Posted: Sat Sep 11, 2010 12:28 pm
by rdos
Brendan wrote:Um. Imagine a disk with 4 partitions and 4 different file systems (one in each partition). Who decides where the disk heads should move to next?
The virtual drive queues do. Accesses that must complete in order are always served before scheduled reads because of reliability-issues. So the driver will always first serve FAT meta-data changes in sequential order, and then use disc-scheduling algorithms for other requests. Optionally, a driver might serve scheduled accesses in-between, but must never reorder accesses that must complete in order. It is up to the filesystem to make suitable requests (complete in order, schedulable reads, delayed writes).

Re: Driver API design

Posted: Sat Sep 11, 2010 1:20 pm
by rdos
Brendan wrote:There's nothing experimental about it - the disk driver (and anything between the disk driver and the file system) has to support some write synchronisation; typically in the form of atomic writes (where any previous writes are flushed, then the requested sequence of writes occur while no other writes are allowed to intervene).
The ordered request scheme I described above takes care of this, and probably more efficiently. What the filesystem does is that it queues these writes as ordered requests. It will not need to flush or wait for their completion. Also, ordered writes for one file system can be intermixed with ordered writes for other file systems, as well as potentially delayed writes and scheduled reads.

Re: Driver API design

Posted: Sat Sep 11, 2010 2:52 pm
by Owen
rdos wrote:
Brendan wrote:There's nothing experimental about it - the disk driver (and anything between the disk driver and the file system) has to support some write synchronisation; typically in the form of atomic writes (where any previous writes are flushed, then the requested sequence of writes occur while no other writes are allowed to intervene).
The ordered request scheme I described above takes care of this, and probably more efficiently. What the filesystem does is that it queues these writes as ordered requests. It will not need to flush or wait for their completion.
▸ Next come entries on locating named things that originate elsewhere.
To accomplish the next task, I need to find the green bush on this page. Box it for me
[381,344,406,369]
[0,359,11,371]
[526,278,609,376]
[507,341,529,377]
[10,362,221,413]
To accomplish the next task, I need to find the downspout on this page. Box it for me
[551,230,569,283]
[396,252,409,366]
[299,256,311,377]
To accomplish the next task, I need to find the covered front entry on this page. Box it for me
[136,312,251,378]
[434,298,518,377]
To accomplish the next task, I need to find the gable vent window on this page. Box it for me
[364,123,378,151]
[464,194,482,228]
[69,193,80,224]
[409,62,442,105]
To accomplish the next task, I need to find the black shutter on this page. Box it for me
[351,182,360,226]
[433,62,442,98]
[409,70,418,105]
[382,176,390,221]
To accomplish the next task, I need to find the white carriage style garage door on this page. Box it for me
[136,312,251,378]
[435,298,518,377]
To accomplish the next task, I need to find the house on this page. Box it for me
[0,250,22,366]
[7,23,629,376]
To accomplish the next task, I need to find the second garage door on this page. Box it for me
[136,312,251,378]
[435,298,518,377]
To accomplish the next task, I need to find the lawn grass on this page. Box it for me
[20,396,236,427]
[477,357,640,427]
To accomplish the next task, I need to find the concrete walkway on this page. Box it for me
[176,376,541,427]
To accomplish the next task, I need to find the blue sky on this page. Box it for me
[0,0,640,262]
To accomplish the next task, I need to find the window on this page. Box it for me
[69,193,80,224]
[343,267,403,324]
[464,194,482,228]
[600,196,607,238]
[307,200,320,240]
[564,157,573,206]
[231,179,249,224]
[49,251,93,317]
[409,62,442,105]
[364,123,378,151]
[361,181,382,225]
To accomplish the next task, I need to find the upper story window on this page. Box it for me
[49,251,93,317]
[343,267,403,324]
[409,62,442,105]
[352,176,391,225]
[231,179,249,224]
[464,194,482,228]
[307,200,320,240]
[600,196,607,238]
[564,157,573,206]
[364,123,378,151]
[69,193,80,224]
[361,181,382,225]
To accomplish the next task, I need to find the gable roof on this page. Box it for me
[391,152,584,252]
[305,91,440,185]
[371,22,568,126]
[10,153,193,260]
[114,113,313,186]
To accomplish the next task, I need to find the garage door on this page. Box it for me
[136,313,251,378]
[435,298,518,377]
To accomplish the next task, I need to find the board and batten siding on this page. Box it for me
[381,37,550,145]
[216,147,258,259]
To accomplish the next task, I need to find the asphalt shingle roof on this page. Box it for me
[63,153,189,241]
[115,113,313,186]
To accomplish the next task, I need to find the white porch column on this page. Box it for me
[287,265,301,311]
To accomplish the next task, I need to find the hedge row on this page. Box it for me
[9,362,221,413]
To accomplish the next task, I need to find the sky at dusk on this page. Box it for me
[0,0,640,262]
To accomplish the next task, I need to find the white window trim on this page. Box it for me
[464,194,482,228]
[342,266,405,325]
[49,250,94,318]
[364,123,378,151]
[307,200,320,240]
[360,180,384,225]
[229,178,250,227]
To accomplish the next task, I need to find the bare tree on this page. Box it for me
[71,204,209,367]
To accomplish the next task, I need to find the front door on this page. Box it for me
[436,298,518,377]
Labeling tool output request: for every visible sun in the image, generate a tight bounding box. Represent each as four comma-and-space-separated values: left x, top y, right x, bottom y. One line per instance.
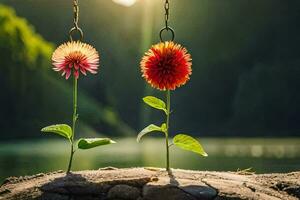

Also, ordered writes for one file system can be intermixed with ordered writes for other file systems, as well as potentially delayed writes and scheduled reads.
So you complete disk writes in the order they arrive, ensuring that it spends 80% of its time its seeking?

Re: Driver API design

Posted: Sun Sep 12, 2010 12:05 am
by rdos
Owen wrote:So you complete disk writes in the order they arrive, ensuring that it spends 80% of its time its seeking?
In the current implementation of FAT I only do this for disc writes related to metadata (directory entries and allocation tables), not for file data. This is because errors in these areas because of power losses or reboots could make the disc full of errors that I cannot correct for. Since RDOS targets embedded systems, corrupt discs are not aceptable.

Re: Driver API design

Posted: Mon Sep 13, 2010 5:55 am
by rdos
berkus wrote:Shouldn't metadata updates collect in the md log area with a single atomic write to switch to a new version, then?
In reality, there is no such thing as an atomic write. All writes can be interrupted by a power failure, and could then complete only partially. By doing careful modications to directory entries and allocation tables, and ensuring that these happens in a known order, it is possible to minimize errors to only lost allocation clusters, and minor errors in directory entries that the FAT driver can correct for in runtime.